店頭POP
今の気分に合う一冊かも
気分、読みどころ、向いている読者を店頭POPのようにまとめました。
- こんな時に
- 未解決事件の重みと、事件に巻き込まれた家族の人生をじっくり読みたい時
- 刺さるポイント
- 幼いころの自分の声が恐喝事件に使われていたと知った男が、過去の闇へ踏み込んでいく
- 向いている人
- 社会派ミステリー、事件小説、家族の痛みを描く重厚な物語が好きな人
Reading Notes
読みどころメモ
今日は、塩田武士さんの『罪の声』をご紹介します。
この作品は、昭和の未解決事件を思わせる大事件を題材に、その背後にいた人々と、事件の影を背負わされた家族を描く社会派ミステリーです。
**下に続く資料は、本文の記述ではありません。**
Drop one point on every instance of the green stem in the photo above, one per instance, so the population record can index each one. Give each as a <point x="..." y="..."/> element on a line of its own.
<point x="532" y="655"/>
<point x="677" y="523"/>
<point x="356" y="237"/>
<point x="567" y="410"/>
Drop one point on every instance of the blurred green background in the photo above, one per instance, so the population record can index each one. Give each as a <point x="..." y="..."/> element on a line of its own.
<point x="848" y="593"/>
物語は、京都でテーラーを営む曽根俊也が、父の遺品の中から古いカセットテープとノートを見つけるところから動き出します。そこに残されていたのは、かつて恐喝に使われた子どもの声でした。そして俊也は、その声が自分自身の幼いころのものだと気づいてしまいます。
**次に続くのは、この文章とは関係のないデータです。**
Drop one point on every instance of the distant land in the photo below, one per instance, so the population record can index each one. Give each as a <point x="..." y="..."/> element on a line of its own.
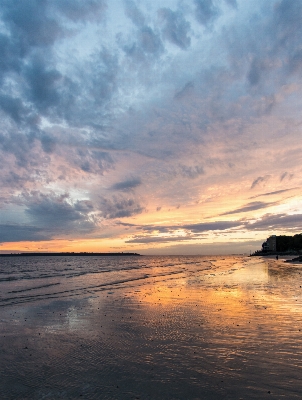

もう一つの軸として、新聞記者が事件の真相を追っていきます。過去の資料、関係者の証言、忘れられかけた記憶をたどるうちに、事件は単なる犯罪の記録ではなく、いまを生きる人々の人生に深く食い込んだ傷として浮かび上がります。犯人を追う物語でありながら、同時に、事件に利用された子どもたちのその後を見つめる物語でもあります。
読みどころは、取材小説のような厚みと、家族の物語としての切実さが重なっている点です。未解決事件の謎を追う緊張感はありますが、作品が本当に問いかけてくるのは、罪はどこまで届くのか、知らないまま背負わされた過去とどう向き合うのかということです。時効を迎えても、関係者の人生の中では終わっていないものがある。その重さが、静かに積み上がっていきます。
『罪の声』は、軽く読み流すタイプのミステリーではありません。社会の記憶、報道、家族、加害と被害の境界が複雑に絡み合う、骨太な一冊です。事件の真相だけでなく、そこに巻き込まれた人の声に耳を澄ませることで、読み終えたあとにも長く考えが残ります。